Bills to "reform" Superfund have been introduced by Congressman Michael Oxley(R-OH) and Senator Robert Smith(R-NH).
Both proposals would achieve polluters' two major goals: gut the polluter pays principle of Superfund, and weaken the cleanup requirements at contaminated sites. Both bills would eliminate liability for entire classes of polluters, including many of the wealthiest corporations in America. While the federal budget is being slashed, at the expense of public health and environmental protections, the Oxley and Smith bills provide polluters with relief at the public's expense.
It is no coincidence that a recent Citizen Action analysis of PAC contributions found that corporations which would benefit from gutting Superfund, including GE, Exxon and ASARCO, gave nearly $6.5 million to members of the House of Representatives during 1995. Now they expect to recoup their investment.
Representatives Wayne Allard and Scott McInnis from Colorado accepted $47,216 collectively from these PACs. This is especially troubling since Colorado has some 225 sites contaminated by hazardous substance, including 17 that are considered among the worst in the nation, including the Summitville mine poison pit.
The House and Senate bills call for the use of the "most cost-effective" (cheapest) methods of cleaning up dumpsites.
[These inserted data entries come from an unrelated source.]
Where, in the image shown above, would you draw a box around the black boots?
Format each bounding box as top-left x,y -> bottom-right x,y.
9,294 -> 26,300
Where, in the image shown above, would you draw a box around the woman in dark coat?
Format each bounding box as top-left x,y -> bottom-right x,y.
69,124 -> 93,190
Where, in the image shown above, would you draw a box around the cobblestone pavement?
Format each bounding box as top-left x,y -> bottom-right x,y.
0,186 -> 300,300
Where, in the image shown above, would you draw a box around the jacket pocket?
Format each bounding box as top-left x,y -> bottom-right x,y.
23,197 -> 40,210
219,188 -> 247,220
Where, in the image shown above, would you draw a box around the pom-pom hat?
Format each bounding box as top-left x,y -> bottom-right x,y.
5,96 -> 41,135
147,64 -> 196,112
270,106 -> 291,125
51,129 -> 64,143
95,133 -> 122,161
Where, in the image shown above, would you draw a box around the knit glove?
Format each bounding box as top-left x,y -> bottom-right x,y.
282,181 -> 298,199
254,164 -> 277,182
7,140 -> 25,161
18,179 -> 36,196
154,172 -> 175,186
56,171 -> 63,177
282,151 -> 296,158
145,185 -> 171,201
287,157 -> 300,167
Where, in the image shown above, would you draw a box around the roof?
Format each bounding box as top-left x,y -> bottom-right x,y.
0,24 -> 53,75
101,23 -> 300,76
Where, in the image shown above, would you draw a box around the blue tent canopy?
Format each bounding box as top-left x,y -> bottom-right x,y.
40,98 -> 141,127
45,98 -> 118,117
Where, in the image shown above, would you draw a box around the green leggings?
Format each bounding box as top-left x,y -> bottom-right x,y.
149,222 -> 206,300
But in many instances what counts as a "cleanup" is simply preventing the public from using the land or drinking the water. Although that may be cost-effective for the polluters, it's a bad deal for the community. In many instances, a "cleanup" will mean simply fencing off a contaminated site and handing out bottled water to the nearby residents.
In addition, the bills in Congress will make it difficult, if not impossible, for the public to recover for damages to natural resources like groundwater, wilderness, fish and wildlife, endangered species and oceans. This is a huge giveaway to a handful of chemical, oil, and mining companies who will save hundreds of millions of dollars avoiding environmental restoration.
"Reforming" Superfund in these ways would send a clear message to the American public: What matters most to Congress is the wealth of the chemical, mining, and oil industries and their insurers, not the health of communities. It seems that the top legislative priority is to protect corporate profits rather than the property or drinking-water supplies of the millions of people unlucky enough to live near a Superfund site.
The polluter lobby claims that the Superfund program has been too "costly," particularly because of lawyers' fees. This is little more than a carefully contrived smokescreen. In fact, the majority of legal costs incurred by complaining corporations have been from legal battles with their own insurance companies or other polluters over who should have to pay the cleanup bills.
Sure, the Superfund program has its problems -- too much delay, not enough public participation -- but the solution is to streamline Superfund, not gut it. It should be easier for the polluters to pay for safe and effective cleanups, not harder.
Representatives Allard and McInnis will help decide if these bailout bills for polluters and insurers will pass the House or Senate. Polls consistently show that most Americans oppose weakening our environmental and public health laws. Will our representatives listen to the people, or the special interests?
Will the polluters pay for timely, thorough Superfund cleanups, or will the public "pay" for slower and less effective cleanups?
We'll soon find out.
Carmi McLean and Scott Ingvoldstad are policy analysts for the Clean Water Action organization, headquartered in Washington, D.C., and with an office in Boulder.